Second, Obama did shut down deep-water drilling in the Gulf. There was a reason though…does anyone remember it? The $560 million ecological disaster might have played into that decision. And, despite the implication that the administration is blocking Gulf drilling, he has in fact opened up more than ever, with 75% of the resources open to private bidding. Those resources aren’t being exploited yet, but they are now available, which addresses Morici’s argument.

Obama has restricted access to some federal lands, but this places Morici and his allies in a bind. With domestic oil production at an 8 year high, they cannot argue that Obama’s policies have curtailed domestic production — even if they can argue that Obama hasn’t been responsible for all of that increase. It is a Pyhrric victory for the Right.
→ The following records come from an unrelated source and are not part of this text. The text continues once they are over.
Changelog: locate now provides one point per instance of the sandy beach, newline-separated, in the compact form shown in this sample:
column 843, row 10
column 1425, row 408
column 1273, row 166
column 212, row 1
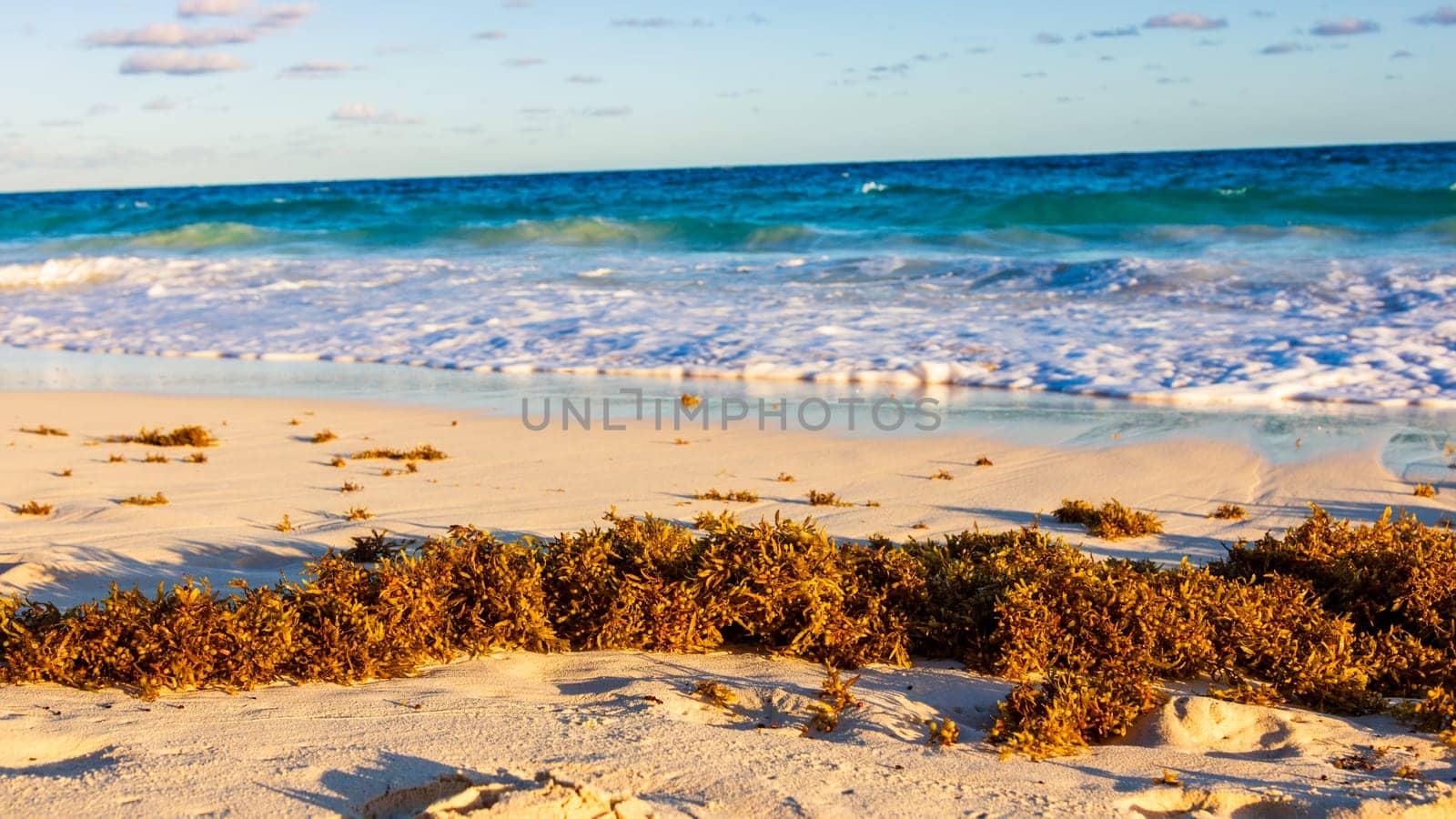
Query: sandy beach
column 622, row 729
Finally, Obama did not “veto” the Keystone pipeline. The Republican governor of Nebraska blocked the planned route and left Obama with no choice but to reject the existing application because he couldn’t approve it over the objections of Nebraska. Conservatives try to pin this on Obama by arguing that he could have granted a “conditional approval,” but that would be absurd. In what possible world do you begin construction of a multimillion dollar project without a plan for where it will go.

It's like a game of Toobz with Tar Sands

Morici uses this mix of bit-sized half-truths and outright lies to call for more drilling. But Morici does not address the logistical issues, including the years it will take for domestic production to ramp up to replace foreign sources. Drilling will not lower your price at the pump — but it may lower your price in 5 years. And that’s where we are. With domestic oil production at an 8 year high and a massive expansion in Gulf drilling underway, to argue that the President needs to “do more” is either a willful failure to recognize the time lag involved in the realization of the President’s policies or just a bid for a blatant cash grab by oil companies.

If we want to alleviate prices at the pump over the short-term need a release from the Strategic Petroleum Reserve, and then over the long-term we need to get serious about cracking down on oil speculation, and continue both our current exploration efforts and our development of green energy, which can reduce the amount of oil needed for uses other than gasoline.